In moments of anger and pain, it is usually much easier to judge, hate, and condemn than to love and forgive.  Ever since the fall of Adam and Eve, we humans have distorted our relationships with one another, allowing fear, judgment, and insecurity to divide us.  Early in the book of Genesis, their descendent Lamech brags that he will avenge himself seventy-seven fold. (Gen. 4:24) In other words, he was like a bloodthirsty gangster who never showed mercy to anyone.  We are not that far gone, but we probably do find it beyond our present strength to forgive seventy times seven as Christ forgives us.

Like any other area of weakness in the Christian life, our struggle to forgive must begin with a sincere confession that we hold a grudge against someone else. So we must ask for God’s forgiveness and help in being healed.  We must also pray for those who have offended us, asking God’s blessings on them.  And when we are tempted to remember what they have done or to judge them, we must immediately turn our attention to the Jesus Prayer and remembrance of our own need for forgiveness from the Lord, and from those whom we have offended throughout the course of our lives.  We are not the blameless judges of others, but those who stand in constant need of grace, mercy, and healing together with those who have wronged us.

It is a long struggle, but if we consistently turn away from unholy thoughts, they will lose their power over us.  “Resist the devil and he will flee from you.” (James 4:7) The less attention we give to our temptations, the more they will diminish.  The challenge is harder if the others involved in these relationships continue offending us.  But remember what the one who told us to forgive seventy times seven said from the cross, “Father, forgive them for they know not what they do.” (Luke 23:34) There is no limit to the forgiving love of Jesus Christ.  And if we are in Him, there can be no limit on our forgiveness either.  We who want His mercy must show it to others.  Otherwise, we reject Him and condemn ourselves.
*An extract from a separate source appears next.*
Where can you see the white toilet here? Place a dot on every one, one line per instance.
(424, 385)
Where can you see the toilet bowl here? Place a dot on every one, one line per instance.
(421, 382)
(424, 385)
Every human being bears the image of God, including our enemies.   In that we have done something harmful to anyone, we have done it to the Lord.    Remember the words of St. John: “If someone says, ‘I love God,’ and hates his brother, he is a liar.”  (1 John 4:20) It is only by the power of the Holy Spirit in our hearts and souls that we will be able to live out our love of God in relation to every human being we encounter.

The more we share in His life, the more His mercy will become characteristic of us in relation to our enemies.  We fool only ourselves by thinking that we may accept His forgiveness without also showing that same forgiveness to our neighbors.  If we do that, we will become the hypocritical judges of others, like the servant in today’s parable who shut himself out of his master’s mercy.  Whether we acknowledge it or not, that is who we risk becoming every time that we refuse to extend the great forgiveness that we have received in Jesus Christ to those who have wronged us.  So let us all convey our Lord’s mercy to our enemies, for that is how we open ourselves to the grace that we all desperately need for the healing of our souls.

 

2 comments:

  1. Excellent. As a long time member of the Order of St. Luke, I have always believed and promoted this, but confess to being guilty of on occasion of not forgiving someone who has wronged me. Your clarity in this sermon is truly inspired by the Holy Spirit. Thank you and Amen!